Cette manière de voir les choses nous est à présent devenue étrangère, pour notre malheur, je crois. Chacun cherche à fuir le plus longtemps possible ce terrible affrontement, en s'entretenant dans l'illusion d'une jeunesse, d'une beauté conservées. Autour des mourants s'installe l'abandon affectif, dans un silence pétrifié d'angoisse et de douleur, à travers l'affairement des soins, inutiles pour le malade souvent, nécessaires aux soignants et à la famille pour se convaincre d'avoir bien "tout fait" jusqu'au bout, pour se protéger encore un instant de la mort à venir, si proche, trop proche. Dans une étude admirable par sa sérénité tranquille et la fraîcheur de ses convictions rationalistes, l'une et l'autre étonnantes chez un homme né en 1897, écrivant en 1982, Norbert Elias, sans aucune complaisance pour les consolations de la religion ou les illusions de toute forme d'immortalité, nous rappelle que «la mort est un problème des vivants», que sa forme variable est apprise du groupe social (comme l'est d'ailleurs la maladie dans ses manifestations et dans la manière d'y répondre) (26). Mais notre propre société est devenue malhabile à nous apprendre la mort à venir, d'où «l'incapacité d'apporter à des mourants l'aide et l'affection dont ils ont le plus grand besoin au moment de prendre congé des humains - justement parce que la mort de l'autre apparaît comme une prémonition de sa propre mort». Elias remarque que l'acceptation paisible de sa propre mort tient aussi dans la nature des liens noués avec autrui, dans les procédures d'échange établies entre les générations, ces «dépendances réciproques fondamentales des hommes, des êtres humains de l'avenir par rapport à ceux du passé, de ceux du passé par rapport à ceux de l'avenir (27).
Notes
(23) On connaît la somme de recherches consacrées à ce thème par Philippe Ariès : Essais sur l'histoire de la mort en Occident du Moyen Age à nos jours, Le Seuil, 1975; L'Homme devant la mort, Le Seuil, 1977. Ariès fut remarquablement, comme l'a vu Foucault, «un des inventeurs de cette histoire qui raconte ce que l'homme fait de lui-même comme espèce vivante: natalité, enfance et, maintenant, dans un travail monumental, la mort» (Foucault (M.), «Une érudition étourdissante», Le Matin, 20 janvier 1978).
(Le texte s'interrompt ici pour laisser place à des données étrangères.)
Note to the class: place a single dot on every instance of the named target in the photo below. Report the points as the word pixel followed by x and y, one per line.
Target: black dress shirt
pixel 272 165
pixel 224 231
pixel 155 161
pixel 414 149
L'art, sous ses formes diverses (peintures représentant la danse macabre, gravures illustrant les innombrables Arts de mourir, sculptures et architectures funéraires, musiques liturgiques de Requiem et Déploration "tombeaux" poétiques, etc.), a longtemps contribué à maintenir des modes d'échange entre le vif et le mort, à permettre au vivant d' "apprivoiser" la mort, selon le mot d'Ariès.
(24) Castan (Y.), "Politique et vie privée", in Ariès (P.) et al., Histoire de la vie privée, t. 3, De la Renaissance aux Lumières, Le Seuil, 1986, p. 40-44.
(25) Chartier (R,), «Normes et conduites: les arts de mourir, 1450-1600» (1976), repris dans son ouvrage Lectures et lecteurs dans la France de l'Ancien Régime, Le Seuil, 1987, p. 125-163.
(26) Voir par exemple Augé (M.) (ed,) Interpreting Illness (History and Anthropology, t. 2, I, septembre 1983).
(27) Elias (N.), La solitude des mourants, trad, Christian Bourgeois, «Détroits», 1987, p. 14, 21, 50.